Major WhatsApp malware has been discovered which infected multiple users’ mobile phones through in-app missed calls from unknown numbers. The Facebook subsidiary has confirmed reports that exposed the malware.
The malware which was discovered to be created by an “advanced cyber” group – Israel’s NSO Group – was confirmed by the company. After the report on the WhatsApp malware was released, a spokesperson for the company (who was not authorised to be quoted by name) confirmed that “[WhatsApp] are certainly not refuting any of the coverage [about the malware] you’ve seen“. NSO said it is investigating the issue.
The WhatsApp spokesperson went on to confirm that the malware was able to infect WhatsApp users’ mobile phones through a mere missed called in the app.
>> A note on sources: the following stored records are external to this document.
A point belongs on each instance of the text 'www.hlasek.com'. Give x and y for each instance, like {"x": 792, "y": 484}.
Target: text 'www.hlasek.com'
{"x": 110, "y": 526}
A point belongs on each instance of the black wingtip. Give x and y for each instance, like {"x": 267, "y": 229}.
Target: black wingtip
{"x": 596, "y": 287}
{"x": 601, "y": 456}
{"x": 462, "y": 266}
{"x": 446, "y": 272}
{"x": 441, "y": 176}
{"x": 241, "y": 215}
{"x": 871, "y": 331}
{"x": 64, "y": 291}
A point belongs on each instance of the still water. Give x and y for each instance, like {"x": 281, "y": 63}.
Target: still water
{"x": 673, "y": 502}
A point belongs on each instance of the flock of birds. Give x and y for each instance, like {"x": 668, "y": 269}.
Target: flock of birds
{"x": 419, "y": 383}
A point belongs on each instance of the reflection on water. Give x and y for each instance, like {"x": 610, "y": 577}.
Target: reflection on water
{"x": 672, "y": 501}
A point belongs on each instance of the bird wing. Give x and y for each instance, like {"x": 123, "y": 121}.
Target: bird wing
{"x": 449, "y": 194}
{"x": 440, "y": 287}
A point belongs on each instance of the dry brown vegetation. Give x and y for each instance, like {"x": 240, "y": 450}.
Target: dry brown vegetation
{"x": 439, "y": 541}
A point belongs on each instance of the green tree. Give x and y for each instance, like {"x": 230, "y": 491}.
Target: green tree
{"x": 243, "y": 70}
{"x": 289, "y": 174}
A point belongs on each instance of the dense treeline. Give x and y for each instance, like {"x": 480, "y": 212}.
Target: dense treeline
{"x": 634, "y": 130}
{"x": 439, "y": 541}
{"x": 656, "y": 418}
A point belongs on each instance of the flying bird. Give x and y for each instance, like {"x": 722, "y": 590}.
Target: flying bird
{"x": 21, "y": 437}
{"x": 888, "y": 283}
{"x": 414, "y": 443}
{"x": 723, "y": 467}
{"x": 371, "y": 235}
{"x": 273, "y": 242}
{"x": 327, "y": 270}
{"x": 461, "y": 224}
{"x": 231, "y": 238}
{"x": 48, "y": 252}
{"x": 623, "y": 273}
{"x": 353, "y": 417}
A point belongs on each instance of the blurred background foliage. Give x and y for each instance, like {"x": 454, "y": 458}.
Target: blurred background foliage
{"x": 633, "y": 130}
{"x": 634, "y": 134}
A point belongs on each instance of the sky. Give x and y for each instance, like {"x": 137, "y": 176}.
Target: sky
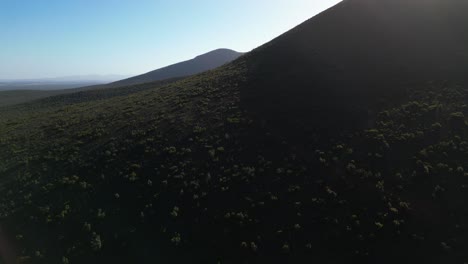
{"x": 54, "y": 38}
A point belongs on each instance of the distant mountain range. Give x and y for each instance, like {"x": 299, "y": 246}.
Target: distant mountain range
{"x": 204, "y": 62}
{"x": 40, "y": 88}
{"x": 345, "y": 140}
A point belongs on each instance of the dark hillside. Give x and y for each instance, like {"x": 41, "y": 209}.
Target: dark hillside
{"x": 307, "y": 150}
{"x": 358, "y": 55}
{"x": 201, "y": 63}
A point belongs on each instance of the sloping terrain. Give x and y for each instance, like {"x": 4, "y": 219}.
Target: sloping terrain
{"x": 290, "y": 154}
{"x": 201, "y": 63}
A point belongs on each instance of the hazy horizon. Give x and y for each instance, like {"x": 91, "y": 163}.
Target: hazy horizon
{"x": 60, "y": 39}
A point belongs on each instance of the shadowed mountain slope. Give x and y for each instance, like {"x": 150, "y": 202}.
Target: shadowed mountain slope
{"x": 356, "y": 55}
{"x": 201, "y": 63}
{"x": 342, "y": 141}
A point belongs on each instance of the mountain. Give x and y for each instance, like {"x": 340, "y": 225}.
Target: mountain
{"x": 42, "y": 88}
{"x": 344, "y": 140}
{"x": 201, "y": 63}
{"x": 358, "y": 55}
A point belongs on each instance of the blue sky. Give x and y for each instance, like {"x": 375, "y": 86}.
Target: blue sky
{"x": 51, "y": 38}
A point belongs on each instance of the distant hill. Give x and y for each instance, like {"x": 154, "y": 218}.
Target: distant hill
{"x": 43, "y": 88}
{"x": 345, "y": 140}
{"x": 355, "y": 57}
{"x": 204, "y": 62}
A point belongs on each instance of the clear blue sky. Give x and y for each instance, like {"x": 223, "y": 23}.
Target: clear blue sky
{"x": 51, "y": 38}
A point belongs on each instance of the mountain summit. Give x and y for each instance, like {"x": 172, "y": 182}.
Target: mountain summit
{"x": 355, "y": 55}
{"x": 345, "y": 140}
{"x": 201, "y": 63}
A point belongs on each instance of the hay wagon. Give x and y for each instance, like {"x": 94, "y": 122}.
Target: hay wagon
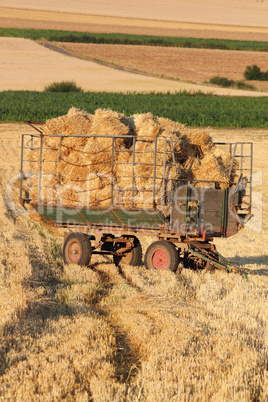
{"x": 139, "y": 195}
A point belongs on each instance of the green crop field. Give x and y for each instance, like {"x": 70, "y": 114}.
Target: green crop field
{"x": 82, "y": 37}
{"x": 191, "y": 109}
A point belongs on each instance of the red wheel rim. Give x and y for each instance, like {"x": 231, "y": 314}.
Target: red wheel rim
{"x": 160, "y": 259}
{"x": 74, "y": 252}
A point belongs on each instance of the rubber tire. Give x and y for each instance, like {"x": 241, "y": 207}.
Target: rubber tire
{"x": 168, "y": 248}
{"x": 134, "y": 257}
{"x": 81, "y": 242}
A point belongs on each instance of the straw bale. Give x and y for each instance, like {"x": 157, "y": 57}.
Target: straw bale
{"x": 201, "y": 138}
{"x": 108, "y": 122}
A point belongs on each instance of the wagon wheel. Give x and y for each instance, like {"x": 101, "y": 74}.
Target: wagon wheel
{"x": 132, "y": 257}
{"x": 161, "y": 255}
{"x": 77, "y": 249}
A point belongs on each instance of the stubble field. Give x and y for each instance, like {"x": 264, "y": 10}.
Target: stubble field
{"x": 94, "y": 334}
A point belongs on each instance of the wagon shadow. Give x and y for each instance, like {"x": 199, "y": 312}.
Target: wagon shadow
{"x": 254, "y": 260}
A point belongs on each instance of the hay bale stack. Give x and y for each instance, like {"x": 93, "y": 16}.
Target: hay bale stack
{"x": 83, "y": 166}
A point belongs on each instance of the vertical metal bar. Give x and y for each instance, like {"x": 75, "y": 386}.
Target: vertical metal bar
{"x": 172, "y": 150}
{"x": 164, "y": 172}
{"x": 133, "y": 172}
{"x": 154, "y": 178}
{"x": 242, "y": 157}
{"x": 40, "y": 169}
{"x": 112, "y": 174}
{"x": 21, "y": 165}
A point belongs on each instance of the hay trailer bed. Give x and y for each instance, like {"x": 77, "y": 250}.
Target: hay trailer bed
{"x": 197, "y": 212}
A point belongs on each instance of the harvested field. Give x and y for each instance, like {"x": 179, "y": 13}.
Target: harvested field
{"x": 96, "y": 334}
{"x": 192, "y": 65}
The spokesperson didn’t confirm how many WhatsApp users were affected by the malware. Amnesty International identified an attempt to hack into the phone of one of its researchers.
The company had already discovered this new WhatsApp malware earlier this month according to the spokesperson, and “immediately contacted Citizen Lab and human rights groups, quickly fixed the issue and pushed out a patch“.
The flaw was discovered while our team was putting some additional security enhancements to our voice calls” and that engineers found that people targeted for infection might get one or two calls from a number that is not familiar to them. In the process of calling, this code gets shipped.
What makes this malware attack stand out from previous WhatsApp bugs or attacks, is that there was nothing a user could do to prevent the attack. Once the in-app missed call was made to the targetted WhatsApp user, the code was installed on the user’s device. Luckily the malware was discovered and the patch to fix the issue is apparently working.